Precisamos falar sobre a febre

Vocês leem os posts que transpiram tranquilidade, com o modo "deixa a vida me levar" ligado e devem pensar "Nossa, como a Naruna é calma, super de boa, relax..."...porém não, hein, minha gente? Há duas coisas com que eu sou bem psicopata: alimentação e febre. Sobre a primeira, um dia eu volto a falar. Hoje o foco é mesma essa segundinha aí, essa fulaninha aí. 

As correntes homeopáticasantroposóficasrelaxosóficas podem dizer o que quiserem, mas eu tenho um certo pânico de febre. Sei que é um resposta normal do corpo aos invasores de treta. Eu já li, pesquisei, meditei e percebi muito em relação, só que não adianta. Ajo calmamente enquanto o meu interior trava uma batalha entre não baixá-la a todo custo e achar que é melhor medicar logo antes que suba demais. 

Se formos falar de febre por febre, a primeira vez que a Malu fez uma foi ao tomar as vacinas dos 2 meses. E pronto, essa eu desconto. Aliás, desconto todas as que sejam em decorrência de vacinas porque, vejam bem, eu sei a causa. Não medico, não surto. Deixo ela fazer o seu trabalho. 

No milionésimo episódio febril: só o colo salva
Com 3 ela teve uma bronquiolite. O quadro foi outro. Imagine acordar de madrugada com o bebê gemendo, colocar o termômetro e aquilo apitar 40,5ºC. Já narrei tudo aqui com a devida dramaticidade. O atendimento dela nas urgência esteve focado em fazer ceder o raio da febre que não ia embora por nada, para preocupação das enfermeiras e meu desespero. Creio que foi nessa altura em que fiquei traumatizada. Os outros sintomas pareciam menores, tanto que eu sequer os tinha percebido. A febre, para mim, era a doença, o mal, a causa da internação. 

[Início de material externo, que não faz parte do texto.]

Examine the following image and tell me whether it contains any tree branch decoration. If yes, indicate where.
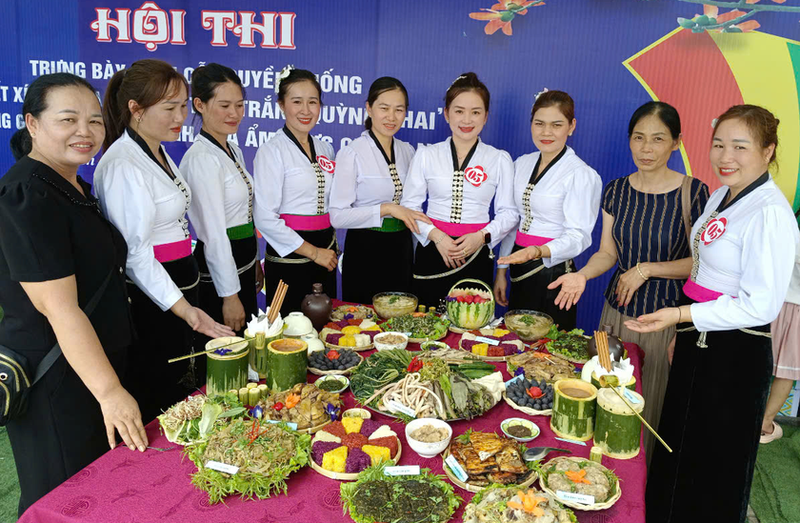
[678,0,800,33]
[469,0,544,36]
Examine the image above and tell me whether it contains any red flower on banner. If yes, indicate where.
[469,0,544,36]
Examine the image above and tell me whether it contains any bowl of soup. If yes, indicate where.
[503,309,553,342]
[372,292,419,320]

Passado o susto, foram largos meses sem nada. O termômetro sempre a marcar 36,7ºC, 37ºC, no máximo. Como é doce a vida...como foi...até outubro, quando foi aberta a temporada de doenças 2014/2015. Desde então, ma friends, já perdi as contas de quantas vezes a febre veio. Sabem o que me deixa mais tensa? É que ela vem primeiro, anuncia que dias de tormenta estão a caminho. Geralmente, só quando ela cede ou passadas umas boas 24 horas é que conseguimos saber qual a moléstia da vez. Até lá..."será que é pneumonia? será que é catapora? meu deus, será que é febre aftosa?" e, felizmente, têm sido só aquelas viroses estúpidas e uns resfriados, uns 157 resfriados. Com esse vasto leque de bichezas, a Malu já teve febre baixa, mas que a deixa completamente abatida, a febre que só a deixa abatida quando passa dos 39ºC e aquela que chega aos 40ºC com ela completamente elétrica, tudo isso dependendo muito de como o organismo dela está e o tipo de vírus que veio dessa vez.

Devo surtar muitas vezes ainda, mas, como disse, aprendi coisas que me fizeram tentar encarar isso da forma menos louca possível. Então, deixo aqui alguma dicas:

- É bom avaliar a temperatura sempre na mesma parte do corpo. Se for na axilas, mantenha. Se for no rabinho, mantenha também.

- Eu avalio sempre via retal e, vejam bem, é uma temperatura mais alta do que a real. Pode variar de 0,3ºC a 1ºC. Dou um desconto de 0,5ºC. Então, para mim, só passa a ser febre acima dos 38ºC. Os últimos médicos que nos atenderam só têm considerado a partir de 38,5ºC (O que deixa fumaçando! Como assim a criança tem 38,1ºC há 3 dias e eles desconsideram????)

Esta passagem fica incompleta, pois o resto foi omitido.